The Company’s U.S. federal income tax returns for fiscal 2013 through 2018 and refund claims filed for fiscal 2008 through 2012 are currently under examination. For fiscal 2008 through 2015, one unresolved issue related to an income tax deduction remains. During fiscal 2022, the Company completed the administrative appeals process for this issue without reaching a settlement with the Internal Revenue Service (IRS). The Company is currently evaluating its next steps.
The Company’s California income tax returns for fiscal 2012 through 2015 and refund claims filed for fiscal 2006 through 2011 are currently under examination. Except for the refund claims, the federal and California statutes of limitations have expired for fiscal years prior to 2012.

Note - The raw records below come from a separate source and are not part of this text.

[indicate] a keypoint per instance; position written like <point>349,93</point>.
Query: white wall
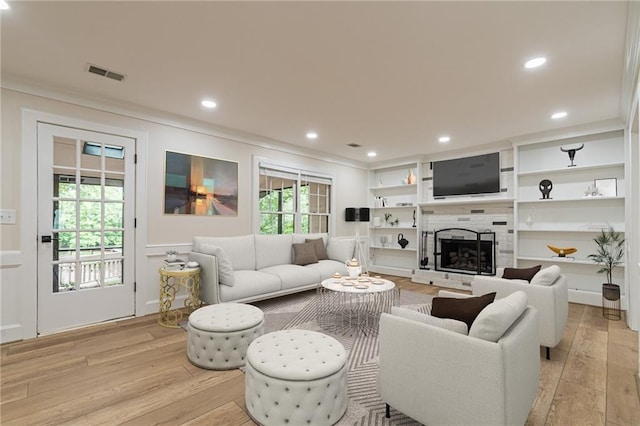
<point>161,232</point>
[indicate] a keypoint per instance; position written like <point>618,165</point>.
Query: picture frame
<point>606,187</point>
<point>201,186</point>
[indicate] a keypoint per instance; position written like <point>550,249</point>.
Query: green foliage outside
<point>91,219</point>
<point>281,220</point>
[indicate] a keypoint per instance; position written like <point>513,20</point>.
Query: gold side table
<point>170,282</point>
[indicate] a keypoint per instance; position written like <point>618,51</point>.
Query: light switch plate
<point>8,217</point>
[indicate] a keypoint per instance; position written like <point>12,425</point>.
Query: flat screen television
<point>479,174</point>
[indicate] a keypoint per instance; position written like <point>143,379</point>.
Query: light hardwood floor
<point>136,372</point>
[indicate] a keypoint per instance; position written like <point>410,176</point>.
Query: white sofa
<point>255,267</point>
<point>547,292</point>
<point>439,376</point>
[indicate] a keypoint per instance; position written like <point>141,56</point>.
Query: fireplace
<point>465,251</point>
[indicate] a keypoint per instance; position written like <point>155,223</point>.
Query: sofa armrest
<point>550,301</point>
<point>209,283</point>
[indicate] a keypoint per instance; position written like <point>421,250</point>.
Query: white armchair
<point>438,376</point>
<point>550,298</point>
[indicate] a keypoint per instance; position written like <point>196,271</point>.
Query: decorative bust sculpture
<point>545,186</point>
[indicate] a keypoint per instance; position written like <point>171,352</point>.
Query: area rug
<point>365,407</point>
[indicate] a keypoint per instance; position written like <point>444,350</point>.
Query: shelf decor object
<point>545,186</point>
<point>606,187</point>
<point>572,153</point>
<point>563,252</point>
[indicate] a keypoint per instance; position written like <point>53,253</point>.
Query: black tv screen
<point>466,176</point>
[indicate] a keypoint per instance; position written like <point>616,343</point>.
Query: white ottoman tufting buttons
<point>219,335</point>
<point>296,377</point>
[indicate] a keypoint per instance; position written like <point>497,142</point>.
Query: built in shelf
<point>562,260</point>
<point>571,169</point>
<point>393,248</point>
<point>570,200</point>
<point>479,200</point>
<point>412,206</point>
<point>404,228</point>
<point>392,187</point>
<point>559,228</point>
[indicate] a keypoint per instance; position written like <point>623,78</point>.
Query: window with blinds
<point>293,200</point>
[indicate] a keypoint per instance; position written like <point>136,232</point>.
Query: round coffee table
<point>349,306</point>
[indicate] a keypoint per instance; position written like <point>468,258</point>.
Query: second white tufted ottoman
<point>219,335</point>
<point>296,377</point>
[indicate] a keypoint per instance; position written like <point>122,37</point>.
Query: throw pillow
<point>304,254</point>
<point>446,323</point>
<point>494,320</point>
<point>546,276</point>
<point>321,252</point>
<point>225,270</point>
<point>520,273</point>
<point>341,249</point>
<point>465,310</point>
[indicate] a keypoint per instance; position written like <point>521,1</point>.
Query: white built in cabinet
<point>389,185</point>
<point>575,212</point>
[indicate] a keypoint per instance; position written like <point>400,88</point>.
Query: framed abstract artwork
<point>201,186</point>
<point>607,187</point>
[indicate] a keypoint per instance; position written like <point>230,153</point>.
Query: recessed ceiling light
<point>207,103</point>
<point>535,62</point>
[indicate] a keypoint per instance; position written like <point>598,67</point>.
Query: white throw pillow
<point>446,323</point>
<point>496,318</point>
<point>341,249</point>
<point>546,276</point>
<point>225,269</point>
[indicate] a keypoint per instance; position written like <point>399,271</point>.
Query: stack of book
<point>174,264</point>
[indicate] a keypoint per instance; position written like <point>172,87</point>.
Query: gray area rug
<point>365,406</point>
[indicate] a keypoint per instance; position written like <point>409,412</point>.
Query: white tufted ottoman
<point>296,377</point>
<point>219,335</point>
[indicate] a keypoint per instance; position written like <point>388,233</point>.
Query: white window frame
<point>300,175</point>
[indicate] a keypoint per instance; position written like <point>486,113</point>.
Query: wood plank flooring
<point>135,372</point>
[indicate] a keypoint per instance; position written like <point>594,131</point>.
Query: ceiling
<point>389,76</point>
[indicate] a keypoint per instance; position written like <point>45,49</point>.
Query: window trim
<point>301,173</point>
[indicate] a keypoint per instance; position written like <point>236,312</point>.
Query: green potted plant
<point>610,251</point>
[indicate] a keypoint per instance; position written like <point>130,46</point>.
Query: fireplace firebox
<point>465,251</point>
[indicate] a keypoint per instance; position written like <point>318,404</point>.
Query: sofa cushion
<point>304,253</point>
<point>520,273</point>
<point>446,323</point>
<point>225,269</point>
<point>273,250</point>
<point>327,268</point>
<point>292,276</point>
<point>250,284</point>
<point>240,250</point>
<point>546,276</point>
<point>496,318</point>
<point>341,249</point>
<point>465,310</point>
<point>318,244</point>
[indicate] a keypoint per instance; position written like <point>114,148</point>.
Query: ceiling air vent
<point>105,72</point>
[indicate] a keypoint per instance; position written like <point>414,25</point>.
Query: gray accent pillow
<point>304,254</point>
<point>496,318</point>
<point>225,269</point>
<point>321,251</point>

The India tax authorities completed the assessment of the Company’s income tax returns for the taxable years falling within the period from fiscal 2010 to 2019, and made certain adjustments. The Company objected to these adjustments and filed appeals to the appellate authorities.
The Company is also subject to examinations by various state and foreign tax authorities. All material state and foreign tax matters have been concluded for years through fiscal 2007. The timing and outcome of the final resolutions of the federal, state and foreign tax examinations and refund claims are uncertain. As such, it is not reasonably possible to estimate the impact that the final outcomes could have on the Company’s unrecognized tax benefits in the next 12 months.